Now for this 3 situation we want to find the topics most relevant:

First we define a cosine similarity function (we could also use sklearn method):

In [179]:
def cosine_similarity(di, dj):#compute closeness between a topic and a document
    score= np.dot(di, dj) / (np.linalg.norm(di) * np.linalg.norm(dj))# Frobenius norm byt default
    return score

Then a function to get the 5 top matches by applying the cosine function above:

In [166]:
def top_five(vect):
   
    cosine_score=np.apply_along_axis(cosine_similarity, 0, TF_IDF, vect)#apply function rowwise
    top5 = np.argsort(cosine_score)[-5:][::-1]#sort and get five best score
    
    temp = []
    for top in top5:
        temp.append((courses_without[top]['courseId'],courses_without[top]['name'], cosine_score[top]))
    
    print("Five top matches :")
    iterator=1
    for idx,name,score in temp:
        print(str(iterator)+') ', idx,':',name, ':', score) 
        iterator+=1

For Markov chain: 

In [167]:
top_five(MC)

Five top matches :
1)  MATH-332 : Applied stochastic processes : 0.552014373903
2)  MGT-484 : Applied probability & stochastic processes : 0.545140925407
3)  MGT-526 : Supply chain management : 0.37517637849
4)  COM-516 : Markov chains and algorithmic applications : 0.375059076082
5)  MGT-602 : Mathematical models in supply chain management : 0.31014411071


For facebook:

In [180]:
top_five(FB)

Five top matches :
1)  EE-727 : Computational Social Media : 0.178554615848
2)  ENV-523 : Hydrogeophysics : 0.0
3)  PHYS-615 : Electronic properties of solids and superconductivity : 0.0
4)  MSE-656 : CCMX Advanced Course - Instrumented Nanoindentation : 0.0
5)  CH-312 : Molecular and cellular biophysic II : 0.0


For both:

In [169]:
top_five(MC_FB)

Five top matches :
1)  MATH-332 : Applied stochastic processes : 0.450717848915
2)  MGT-484 : Applied probability & stochastic processes : 0.445105701718
3)  MGT-526 : Supply chain management : 0.306330230282
4)  COM-516 : Markov chains and algorithmic applications : 0.306234453267
5)  MGT-602 : Mathematical models in supply chain management : 0.253231605989


We notice that for markov chain, finding topics is rather easy while facebook matching only retrieve one match.
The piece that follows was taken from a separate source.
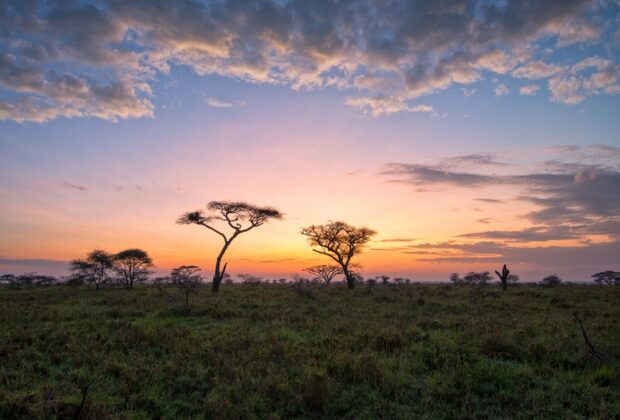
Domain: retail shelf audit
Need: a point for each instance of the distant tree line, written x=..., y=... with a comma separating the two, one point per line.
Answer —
x=337, y=240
When we try to get a match for markov chain and facebook at the same time, we get the same results than for only markov chain. At EPFL, since there are a lot of classes dealing with markov chain,these two words appear a lot in course description. Whereas facebook doesn't appear a lot, but social media does:

In [177]:
Soc_media=np.zeros(len(terms))
Soc_media[terms.index('social')] = 1/2
Soc_media[terms.index('media')] = 1/2

In [178]:
top_five(Soc_media)

Five top matches :
1)  EE-727 : Computational Social Media : 0.759554271309
2)  EE-593 : Social media : 0.402063305318
3)  HUM-432(a) : How people learn I : 0.24609192435
4)  COM-308 : Internet analytics : 0.215365138079
5)  EE-552 : Media security : 0.186856249464


So we can say that vector space retrieval models use a lot word direct matching instead of understanding theme or context.